Il ne faut pas se leurrer, demain des acteurs comme Amazon vont s’attaquer à la pharmacie en Europe. Si l’on se contente de délivrer des boîtes de médicaments, sans service, n’importe quel bon logisticien pourra le faire aussi bien voire mieux que nous. Nous devons montrer notre différence, comme nous l’avons fait pendant le Covid, avec réactivité et professionnalisme. La pharmacie moderne doit être capable de faire des entretiens pharmaceutiques, des bilans de médication, de la télémédecine, de livrer des médicaments… Un métier qui n’évolue pas, c’est un métier qui meurt, qui n’attire plus les jeunes. L’UNPF fait partie des trop rares représentants de la profession qui défendent la pharmacie de demain.
 
La bataille de l’e-commerce n’est donc pas perdue pour la pharmacie en France ?

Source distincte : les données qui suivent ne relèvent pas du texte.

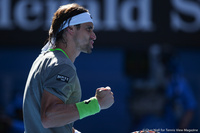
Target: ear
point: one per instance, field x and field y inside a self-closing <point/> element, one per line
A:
<point x="70" y="30"/>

Avec la vente en ligne aujourd’hui, nous pouvons non seulement garantir la provenance des produits mais également la traçabilité : tout est enregistré, chaque délivrance, chaque échange avec le patient. Et il est très facile pour les autorités de santé de vérifier que nous appliquons bien le nombre maximal de boîtes autorisées par délivrance pour certains produits (hypnotiques, AINS…). Il est possible de croire à l’avenir de la pharmacie en ligne en France, une activité réglementée, éthique, qui ne soit pas laissée aux “pure players” mais réalisée par les pharmaciens de proximité et apportant un vrai service aux patients.